Some bill research does not include the Governor's file because at the time we researched the bill, the sitting Governor had not released his chaptered bill file. If the Governor's file is not included with this particular research, please contact our office (1-800-666-1917 or quote@legintent.com) and we will be happy to provide this file at no charge if it is available.

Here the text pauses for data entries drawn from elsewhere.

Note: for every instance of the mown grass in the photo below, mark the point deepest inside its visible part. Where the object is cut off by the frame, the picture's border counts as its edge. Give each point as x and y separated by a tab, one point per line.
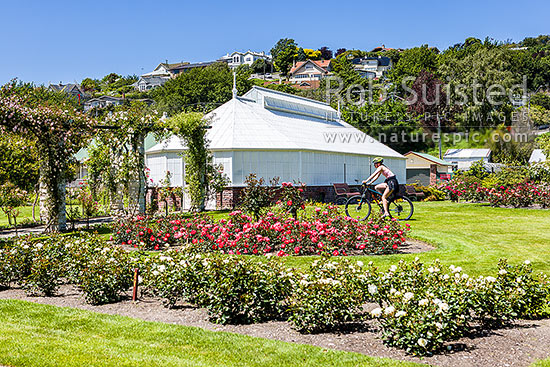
40	335
473	236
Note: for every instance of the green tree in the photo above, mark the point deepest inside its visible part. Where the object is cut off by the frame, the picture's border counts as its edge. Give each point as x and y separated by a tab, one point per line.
199	90
284	53
202	178
412	62
471	81
58	129
89	85
301	55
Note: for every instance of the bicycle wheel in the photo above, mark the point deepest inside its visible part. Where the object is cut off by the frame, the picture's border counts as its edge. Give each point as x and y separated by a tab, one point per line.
357	208
342	200
401	208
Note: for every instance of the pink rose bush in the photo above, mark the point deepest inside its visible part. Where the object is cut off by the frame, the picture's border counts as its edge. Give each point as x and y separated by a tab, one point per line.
326	231
518	195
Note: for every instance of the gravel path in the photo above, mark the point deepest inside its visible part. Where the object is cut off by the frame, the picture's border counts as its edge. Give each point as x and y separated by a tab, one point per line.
519	345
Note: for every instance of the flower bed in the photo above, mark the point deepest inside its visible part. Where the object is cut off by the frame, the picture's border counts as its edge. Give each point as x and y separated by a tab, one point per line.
326	231
516	195
419	307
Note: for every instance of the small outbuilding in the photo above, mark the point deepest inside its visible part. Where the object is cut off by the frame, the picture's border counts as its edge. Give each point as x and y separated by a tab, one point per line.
275	134
426	169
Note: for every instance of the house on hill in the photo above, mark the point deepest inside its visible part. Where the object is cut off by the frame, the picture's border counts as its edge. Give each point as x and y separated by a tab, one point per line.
309	70
237	58
275	134
426	169
75	90
462	159
372	67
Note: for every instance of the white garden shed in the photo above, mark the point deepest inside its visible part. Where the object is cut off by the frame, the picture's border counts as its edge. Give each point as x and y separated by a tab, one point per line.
275	134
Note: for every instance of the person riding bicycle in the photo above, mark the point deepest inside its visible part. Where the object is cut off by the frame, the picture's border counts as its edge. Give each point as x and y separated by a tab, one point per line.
388	187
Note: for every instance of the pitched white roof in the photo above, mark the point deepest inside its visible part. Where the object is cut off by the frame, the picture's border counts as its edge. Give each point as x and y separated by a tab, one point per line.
264	119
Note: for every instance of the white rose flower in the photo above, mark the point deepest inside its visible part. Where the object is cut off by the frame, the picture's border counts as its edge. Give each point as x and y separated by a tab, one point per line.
377	312
372	289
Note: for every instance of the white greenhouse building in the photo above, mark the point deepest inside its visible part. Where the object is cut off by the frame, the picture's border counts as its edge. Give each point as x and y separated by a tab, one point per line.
275	134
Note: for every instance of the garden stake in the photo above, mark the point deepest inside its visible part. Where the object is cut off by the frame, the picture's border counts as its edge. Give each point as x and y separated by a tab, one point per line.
136	281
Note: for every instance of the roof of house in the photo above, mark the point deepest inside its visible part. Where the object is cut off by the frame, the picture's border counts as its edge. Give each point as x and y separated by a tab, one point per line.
153	80
467	153
320	64
264	119
194	65
430	158
537	156
105	97
68	88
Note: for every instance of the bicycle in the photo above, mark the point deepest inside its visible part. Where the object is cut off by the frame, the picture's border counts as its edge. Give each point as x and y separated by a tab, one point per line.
359	206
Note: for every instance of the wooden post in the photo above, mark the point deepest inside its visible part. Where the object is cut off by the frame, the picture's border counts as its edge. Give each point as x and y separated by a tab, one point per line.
136	283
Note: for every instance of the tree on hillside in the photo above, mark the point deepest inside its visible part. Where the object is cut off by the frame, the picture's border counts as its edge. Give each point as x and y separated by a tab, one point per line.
339	52
89	85
428	100
301	55
284	53
480	83
412	62
260	66
199	90
326	53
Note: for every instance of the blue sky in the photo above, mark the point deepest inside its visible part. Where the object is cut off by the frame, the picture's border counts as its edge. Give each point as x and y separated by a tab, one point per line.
52	41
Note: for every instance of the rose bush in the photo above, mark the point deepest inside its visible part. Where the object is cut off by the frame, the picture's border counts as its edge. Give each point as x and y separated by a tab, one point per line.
325	231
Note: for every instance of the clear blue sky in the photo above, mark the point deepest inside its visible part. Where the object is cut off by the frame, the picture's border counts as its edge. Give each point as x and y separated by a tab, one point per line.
51	41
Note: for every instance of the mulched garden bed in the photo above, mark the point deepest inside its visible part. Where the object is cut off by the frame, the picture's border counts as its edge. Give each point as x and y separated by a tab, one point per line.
518	345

Florida House Bill 743, relating to auditing, civil immunity, bankruptcy, and credit property insurance, was introduced on March 4, 1997 by Representative Stan Bainter.  (See Exhibit A, #2)

 

House Bill 743 was considered in two House Committees: 1) Financial Services; and 2) Civil Justice and Claims.  (See Exhibit A, #2)  The measure was amended three times in the House and moved to the Senate for consideration on April 24, 1997.  (Id.)  While in the Senate, the Committees on Banking and Insurance, and Judiciary reviewed the measure.  (Id.)  House Bill 743 was Enrolled in the House on May 1, 1997 and presented to the Governor on May 14th.  (Id.)  The bill became Chapter 97-214 on May 30th without the Governor’s signature as it was not acted on within 15 days.  (See Exhibit A, #1c and #2)

 

The House of Representatives Committee on Financial Services’ analysis of House Bill 743, as enacted, summarized the various provisions of the measure as follows:

 

Since 1991, all insurance companies licensed to do business in Florida have been required to file independently audited financial statements with the Department of Insurance (DOI) once a year.  Under current law, an insurance company may not use the same accountant or the same partner in an accounting firm to prepare the independent audit for more than 5 consecutive years.  The audit requirement is based on a National Association of Insurance Commissioners Model Rule, but the Model Rule allows an insurance company to use the same accountant for up to 7 consecutive years.  The bill would conform this provision of the Florida law to the Model Rule.

 

Joint underwriting association are insurers of last resort created under state law, but they are not state agencies.  Several joint underwriting associations and their officers, directors, employees, agents, and member insurers enjoy limited immunity from civil liability, but not the Florida [Automobile] Joint Underwriting Association (FJUA).  The bill would provide limited immunity from civil liability for: the FJUA; its directors, agents, and employees; member insurers and their agents and employees; and the DOI and its employees.  The immunity would apply to any actions taken in administering the FJUA law, but would not apply to any willful torts or breach of an insurance contract.

 

In recent years, alien (i.e., non-U.S.) insurers and reinsurers have been able to use the U.S. bankruptcy laws to avoid their obligations to U.S. insureds.  The bill provides that a trust fund established in the U.S. by the insurer for its U.S. obligations will remain available despite a foreign bankruptcy proceeding.

 

Only an individual may hold a license to sell credit property insurance, while an entity may hold a license enabling several of its employees to sell credit life and disability insurance.  The bill provides that an entity holding a credit life and disability insurance also holds a license for credit property insurance.